- Area: 336 km^{2} (130 sq mi)
- Country: Northern Ireland
- Sovereign state: United Kingdom

= Larne Borough Council =

Former local council in Northern Ireland

Larne Borough Council was a Local Council in County Antrim in Northern Ireland. It merged with Ballymena Borough Council and Carrickfergus Borough Council in May 2015 under the reorganisation of local government in Northern Ireland to become Mid and East Antrim Borough Council.

Its headquarters was in the town of Larne.

The Borough of Larne was divided into 3 electoral areas: Larne Town, Larne Lough and Coast Road.
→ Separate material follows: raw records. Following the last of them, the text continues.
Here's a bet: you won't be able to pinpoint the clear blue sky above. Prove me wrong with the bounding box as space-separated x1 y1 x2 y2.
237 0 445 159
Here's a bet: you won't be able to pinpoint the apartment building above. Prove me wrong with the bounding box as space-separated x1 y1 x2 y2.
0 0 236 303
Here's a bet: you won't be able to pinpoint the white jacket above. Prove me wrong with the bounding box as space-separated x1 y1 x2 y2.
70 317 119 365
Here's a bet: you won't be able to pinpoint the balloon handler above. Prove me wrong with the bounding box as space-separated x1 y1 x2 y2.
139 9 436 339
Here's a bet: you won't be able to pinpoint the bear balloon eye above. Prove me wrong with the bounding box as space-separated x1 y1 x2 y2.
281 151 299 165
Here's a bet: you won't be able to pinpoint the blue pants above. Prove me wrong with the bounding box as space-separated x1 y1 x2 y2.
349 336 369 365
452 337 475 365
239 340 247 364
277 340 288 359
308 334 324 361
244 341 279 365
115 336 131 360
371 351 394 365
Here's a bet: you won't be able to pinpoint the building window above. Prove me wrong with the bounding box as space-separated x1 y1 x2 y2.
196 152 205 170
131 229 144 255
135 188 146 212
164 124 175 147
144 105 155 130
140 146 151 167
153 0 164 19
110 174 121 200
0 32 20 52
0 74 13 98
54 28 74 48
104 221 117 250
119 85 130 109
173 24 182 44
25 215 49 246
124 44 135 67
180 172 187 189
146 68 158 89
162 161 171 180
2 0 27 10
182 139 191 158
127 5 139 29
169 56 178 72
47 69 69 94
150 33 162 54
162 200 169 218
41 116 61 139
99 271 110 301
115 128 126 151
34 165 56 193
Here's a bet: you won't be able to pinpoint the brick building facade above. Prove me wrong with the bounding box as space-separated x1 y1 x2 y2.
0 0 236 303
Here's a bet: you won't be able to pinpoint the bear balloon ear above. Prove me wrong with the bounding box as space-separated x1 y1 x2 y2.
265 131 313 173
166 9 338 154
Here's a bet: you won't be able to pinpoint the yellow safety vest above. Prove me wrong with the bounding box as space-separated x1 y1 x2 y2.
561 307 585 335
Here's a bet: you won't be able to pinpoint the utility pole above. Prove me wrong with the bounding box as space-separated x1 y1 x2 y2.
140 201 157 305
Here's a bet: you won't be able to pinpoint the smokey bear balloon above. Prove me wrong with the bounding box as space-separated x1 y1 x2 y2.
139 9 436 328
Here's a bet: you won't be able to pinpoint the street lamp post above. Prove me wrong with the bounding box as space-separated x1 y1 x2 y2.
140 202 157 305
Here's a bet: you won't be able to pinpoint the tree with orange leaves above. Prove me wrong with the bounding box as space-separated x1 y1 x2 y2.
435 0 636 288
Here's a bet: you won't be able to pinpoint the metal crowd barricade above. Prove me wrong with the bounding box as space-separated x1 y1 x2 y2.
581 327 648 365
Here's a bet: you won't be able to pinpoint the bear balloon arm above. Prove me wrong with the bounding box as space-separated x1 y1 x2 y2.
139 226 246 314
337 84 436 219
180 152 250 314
At the final election in 2011 15 members were elected from the following political parties: 4 Democratic Unionist Party (DUP), 3 Ulster Unionist Party (UUP), 2 Independent, 3 Alliance Party, 1 Traditional Unionist Voice, 1 Sinn Féin and 1 Social Democratic and Labour Party (SDLP).

Aldermen Jack McKee (TUV) and Roy Beggs (UUP) were the longest serving councillors on the council.

Together with the neighbouring former district of Carrickfergus and part of the former district of Newtownabbey, it forms the East Antrim constituency for elections to the Westminster Parliament and Northern Ireland Assembly.

Settlements and villages in the former borough include Ballycarry, Islandmagee, Ballystrudder, Glynn, Magheramorne, Ballygalley, Cairnalbanagh, Glenarm and Carnlough.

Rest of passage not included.